Greenhouse gas emissions on a college campus come from things like the campus shuttles and fossil fuels burned to deliver energy to buildings. Northwestern plans to convert university shuttles to electric buses and transition the shuttle fleet to run on renewable energy. The University is also planning to decrease energy consumption in buildings on campus and install solar panels.
Beyond reducing emissions, the plan outlines goals to increase the use of sustainable food in campus dining, increase recycled content of paper and minimize water use.
“When I was reading about [the plan], I was pleasantly surprised at how structured it is,” Weinberg freshman Tiboo Mehta said. “I didn’t think it would be nearly that specific and long [of] a document.”
In this way, Northwestern University has taken its first steps toward minimizing its impact on climate change, an issue that continues to become increasingly more pressing.
“The way climate change could remake the planet, it’s hard to think of many environmental problems or issues that come anywhere close to the scale and the scope of climate change,” Woodhouse said.
Woodhouse said that while climate change may not be the most immediate environmental issue – he cites habitat destruction and pollution as issues that have more current effects – it has long-term consequences that will affect us in the future if they are not addressed now.
Other universities have already made attempts similar to Northwestern’s to address climate change on campus.

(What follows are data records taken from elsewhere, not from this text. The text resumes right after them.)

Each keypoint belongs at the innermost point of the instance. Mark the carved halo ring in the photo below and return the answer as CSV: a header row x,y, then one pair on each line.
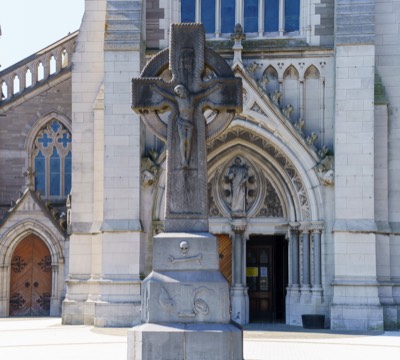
x,y
158,64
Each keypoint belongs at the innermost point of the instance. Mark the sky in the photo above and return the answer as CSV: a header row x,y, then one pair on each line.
x,y
28,26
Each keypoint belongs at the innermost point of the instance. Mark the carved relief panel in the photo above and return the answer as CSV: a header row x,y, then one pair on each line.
x,y
241,189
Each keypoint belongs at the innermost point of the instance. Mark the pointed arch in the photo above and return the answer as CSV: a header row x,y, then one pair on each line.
x,y
28,77
271,79
48,146
16,84
291,91
312,101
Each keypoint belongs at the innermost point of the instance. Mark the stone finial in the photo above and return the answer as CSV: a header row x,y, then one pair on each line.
x,y
29,178
287,110
252,67
276,97
323,152
299,125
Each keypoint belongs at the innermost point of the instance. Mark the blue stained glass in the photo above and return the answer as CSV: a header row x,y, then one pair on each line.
x,y
45,140
208,15
251,16
292,15
271,16
188,10
67,173
55,174
55,125
227,16
40,170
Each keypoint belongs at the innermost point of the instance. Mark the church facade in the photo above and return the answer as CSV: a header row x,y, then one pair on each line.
x,y
303,190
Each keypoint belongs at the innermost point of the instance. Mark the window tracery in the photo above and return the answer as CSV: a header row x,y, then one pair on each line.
x,y
261,17
51,158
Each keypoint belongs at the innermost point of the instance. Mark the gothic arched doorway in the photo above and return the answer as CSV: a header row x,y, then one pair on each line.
x,y
31,278
267,277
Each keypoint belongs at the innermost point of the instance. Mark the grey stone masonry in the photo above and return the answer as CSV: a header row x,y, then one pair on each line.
x,y
355,22
186,95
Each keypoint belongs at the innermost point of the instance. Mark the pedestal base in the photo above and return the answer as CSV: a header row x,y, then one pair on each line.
x,y
176,341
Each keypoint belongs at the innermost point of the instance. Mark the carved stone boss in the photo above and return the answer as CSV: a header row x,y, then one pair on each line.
x,y
187,95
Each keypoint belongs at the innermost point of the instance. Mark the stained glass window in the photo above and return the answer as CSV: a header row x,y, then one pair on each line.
x,y
52,160
227,16
208,15
292,15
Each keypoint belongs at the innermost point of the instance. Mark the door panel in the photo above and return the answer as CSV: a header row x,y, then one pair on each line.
x,y
225,256
31,278
259,276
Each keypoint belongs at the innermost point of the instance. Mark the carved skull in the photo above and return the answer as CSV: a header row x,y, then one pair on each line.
x,y
184,247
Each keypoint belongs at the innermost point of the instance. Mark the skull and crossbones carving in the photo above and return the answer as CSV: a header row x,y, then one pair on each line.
x,y
184,248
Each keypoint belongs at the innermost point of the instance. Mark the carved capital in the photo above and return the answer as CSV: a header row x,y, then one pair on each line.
x,y
239,225
317,227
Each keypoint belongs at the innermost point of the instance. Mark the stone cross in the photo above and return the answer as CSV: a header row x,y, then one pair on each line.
x,y
187,79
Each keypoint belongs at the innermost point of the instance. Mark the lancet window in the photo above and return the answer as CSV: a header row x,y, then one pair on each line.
x,y
52,160
258,17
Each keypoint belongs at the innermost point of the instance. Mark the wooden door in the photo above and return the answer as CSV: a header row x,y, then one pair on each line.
x,y
31,276
259,278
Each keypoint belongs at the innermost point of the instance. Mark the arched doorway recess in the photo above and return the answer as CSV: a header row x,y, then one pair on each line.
x,y
30,278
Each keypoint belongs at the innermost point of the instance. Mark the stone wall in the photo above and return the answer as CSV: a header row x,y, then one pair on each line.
x,y
14,129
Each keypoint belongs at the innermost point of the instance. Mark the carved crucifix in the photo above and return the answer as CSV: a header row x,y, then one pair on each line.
x,y
199,80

According to the University of Chicago’s Environmental Research and Sustainability website, “The Office of Sustainability is currently working with members of the Sustainability Council and groups across the University to develop a climate action plan.” This plan will detail ways that the university will cut emissions by 20 percent by 2025.
In 2008, Harvard University made a plan to reduce its greenhouse gas emissions from a 2006 baseline by 30 percent by 2016, inclusive of growth. By focusing on using renewable energy, reducing energy demand in buildings, decarbonizing the regional electric grid and other advancements, Harvard reached its goal.

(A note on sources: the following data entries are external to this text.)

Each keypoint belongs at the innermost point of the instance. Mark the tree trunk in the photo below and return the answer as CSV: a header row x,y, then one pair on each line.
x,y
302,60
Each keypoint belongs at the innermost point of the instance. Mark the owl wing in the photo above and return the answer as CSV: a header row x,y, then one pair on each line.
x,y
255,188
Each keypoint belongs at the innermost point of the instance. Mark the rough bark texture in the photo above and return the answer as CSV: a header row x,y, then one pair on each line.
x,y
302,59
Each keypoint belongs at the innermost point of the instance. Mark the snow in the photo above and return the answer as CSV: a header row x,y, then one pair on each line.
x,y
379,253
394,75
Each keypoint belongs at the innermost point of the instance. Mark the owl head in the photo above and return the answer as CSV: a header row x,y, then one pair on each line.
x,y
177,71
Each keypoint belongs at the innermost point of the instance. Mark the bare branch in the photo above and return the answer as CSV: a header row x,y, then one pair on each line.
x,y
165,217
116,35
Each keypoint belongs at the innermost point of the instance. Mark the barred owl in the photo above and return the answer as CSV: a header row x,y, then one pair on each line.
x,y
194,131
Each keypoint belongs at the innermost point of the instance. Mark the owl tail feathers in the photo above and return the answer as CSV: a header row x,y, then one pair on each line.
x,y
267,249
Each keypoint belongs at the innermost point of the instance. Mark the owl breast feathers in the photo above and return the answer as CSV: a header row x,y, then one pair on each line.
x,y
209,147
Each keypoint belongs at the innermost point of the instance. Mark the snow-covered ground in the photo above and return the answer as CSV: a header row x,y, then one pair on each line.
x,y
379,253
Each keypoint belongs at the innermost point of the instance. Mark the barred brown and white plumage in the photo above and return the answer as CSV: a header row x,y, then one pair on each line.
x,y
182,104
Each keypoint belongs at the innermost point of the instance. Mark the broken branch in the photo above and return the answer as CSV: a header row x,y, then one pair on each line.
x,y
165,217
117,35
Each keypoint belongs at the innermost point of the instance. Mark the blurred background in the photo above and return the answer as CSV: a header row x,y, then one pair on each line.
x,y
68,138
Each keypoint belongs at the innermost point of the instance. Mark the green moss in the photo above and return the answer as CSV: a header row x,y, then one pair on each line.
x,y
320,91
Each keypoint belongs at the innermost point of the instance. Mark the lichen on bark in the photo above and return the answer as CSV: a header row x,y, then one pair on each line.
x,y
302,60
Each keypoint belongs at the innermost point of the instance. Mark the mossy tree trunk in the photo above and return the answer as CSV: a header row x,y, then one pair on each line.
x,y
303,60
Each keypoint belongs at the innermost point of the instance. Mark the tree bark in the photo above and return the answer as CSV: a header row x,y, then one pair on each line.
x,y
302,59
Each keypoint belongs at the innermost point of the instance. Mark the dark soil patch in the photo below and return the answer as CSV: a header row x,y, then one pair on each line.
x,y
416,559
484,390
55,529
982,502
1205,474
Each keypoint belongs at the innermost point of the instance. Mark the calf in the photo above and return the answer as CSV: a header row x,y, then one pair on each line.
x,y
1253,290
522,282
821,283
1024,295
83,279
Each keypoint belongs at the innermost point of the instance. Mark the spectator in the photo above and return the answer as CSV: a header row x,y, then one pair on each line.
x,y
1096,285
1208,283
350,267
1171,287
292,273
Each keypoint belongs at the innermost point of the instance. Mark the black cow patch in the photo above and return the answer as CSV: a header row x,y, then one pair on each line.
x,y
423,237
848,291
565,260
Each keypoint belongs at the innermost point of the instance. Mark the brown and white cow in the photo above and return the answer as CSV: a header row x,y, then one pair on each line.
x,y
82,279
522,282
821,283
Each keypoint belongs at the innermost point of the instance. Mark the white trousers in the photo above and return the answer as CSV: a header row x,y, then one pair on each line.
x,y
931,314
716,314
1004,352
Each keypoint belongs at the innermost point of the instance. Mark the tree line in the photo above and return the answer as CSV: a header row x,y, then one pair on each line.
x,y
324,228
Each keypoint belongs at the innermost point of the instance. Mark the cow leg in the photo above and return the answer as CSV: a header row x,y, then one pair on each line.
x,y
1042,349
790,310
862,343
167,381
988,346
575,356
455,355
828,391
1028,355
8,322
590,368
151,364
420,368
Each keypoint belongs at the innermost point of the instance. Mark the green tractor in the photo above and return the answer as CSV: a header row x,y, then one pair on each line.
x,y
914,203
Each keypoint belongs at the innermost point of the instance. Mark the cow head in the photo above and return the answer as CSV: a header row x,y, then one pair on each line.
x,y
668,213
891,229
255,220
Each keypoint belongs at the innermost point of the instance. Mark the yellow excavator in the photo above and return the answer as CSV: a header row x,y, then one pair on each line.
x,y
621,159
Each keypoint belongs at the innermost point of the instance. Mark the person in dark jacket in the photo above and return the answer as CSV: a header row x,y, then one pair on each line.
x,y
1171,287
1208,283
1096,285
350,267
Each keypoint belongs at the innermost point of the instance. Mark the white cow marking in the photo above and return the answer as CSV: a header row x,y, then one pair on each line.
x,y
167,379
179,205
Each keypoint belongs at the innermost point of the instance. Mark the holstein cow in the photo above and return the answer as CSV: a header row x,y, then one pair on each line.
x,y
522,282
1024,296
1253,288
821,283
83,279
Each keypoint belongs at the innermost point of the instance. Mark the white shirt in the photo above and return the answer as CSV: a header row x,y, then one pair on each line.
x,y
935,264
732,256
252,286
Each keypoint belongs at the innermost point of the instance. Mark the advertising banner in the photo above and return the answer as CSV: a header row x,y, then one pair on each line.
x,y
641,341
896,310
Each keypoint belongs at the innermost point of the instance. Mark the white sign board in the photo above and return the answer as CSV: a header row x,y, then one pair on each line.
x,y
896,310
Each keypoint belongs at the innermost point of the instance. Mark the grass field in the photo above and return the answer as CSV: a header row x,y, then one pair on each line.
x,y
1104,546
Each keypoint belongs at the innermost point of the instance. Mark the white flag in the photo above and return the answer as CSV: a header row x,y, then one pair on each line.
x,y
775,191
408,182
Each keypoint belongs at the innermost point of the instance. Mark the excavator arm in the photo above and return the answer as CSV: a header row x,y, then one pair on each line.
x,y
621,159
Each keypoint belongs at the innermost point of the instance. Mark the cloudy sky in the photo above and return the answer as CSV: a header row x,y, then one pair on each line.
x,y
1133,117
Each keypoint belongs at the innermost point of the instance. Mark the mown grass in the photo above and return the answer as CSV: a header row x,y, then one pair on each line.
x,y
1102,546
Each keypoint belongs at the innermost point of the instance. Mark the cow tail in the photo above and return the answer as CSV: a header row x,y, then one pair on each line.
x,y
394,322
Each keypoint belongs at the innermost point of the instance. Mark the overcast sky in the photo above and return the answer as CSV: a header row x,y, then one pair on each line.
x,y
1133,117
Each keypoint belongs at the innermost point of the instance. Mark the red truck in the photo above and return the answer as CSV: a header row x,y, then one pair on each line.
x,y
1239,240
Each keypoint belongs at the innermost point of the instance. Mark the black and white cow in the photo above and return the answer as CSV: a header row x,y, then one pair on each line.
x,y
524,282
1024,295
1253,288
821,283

Just as these institutions are setting a precedent for college greenhouse gas emissions reduction, Weinberg freshman Regan Steigleder hopes that Northwestern’s plan will inspire other universities to follow suit in making a commitment to reducing climate change.
“I think it would be a challenge for our university [alone] to have an actual impact on global warming,” Steigleder said. “But hopefully other universities recognize our efforts and start doing the same.”
For Mehta, this plan is a way to remind Northwestern of its goals and keep it on track over the coming years.
“We’ll just have to see how it goes this year,” Mehta said. “After one year, we’ll be able to look back at what we did well and what we didn’t do so well, so I think after implementing this plan, we’ll have a good way of holding ourselves accountable as an institution.”
Maybe by 2050, the Strategic Sustainability Plan will help deconstruct the depressing narrative around climate change that environmentalists seem to create. Woodhouse nevertheless warns that it is not a bad idea to be cautious moving forward.
“I think it’s an important function [of environmentalists] to offer caution, essentially, and to say that we should really stop and think about what we’re doing,” Woodhouse said, “and not trust just because we are smart and we’re modern and we have the latest technology that we’re not necessarily doing great harm to ourselves and the planet.”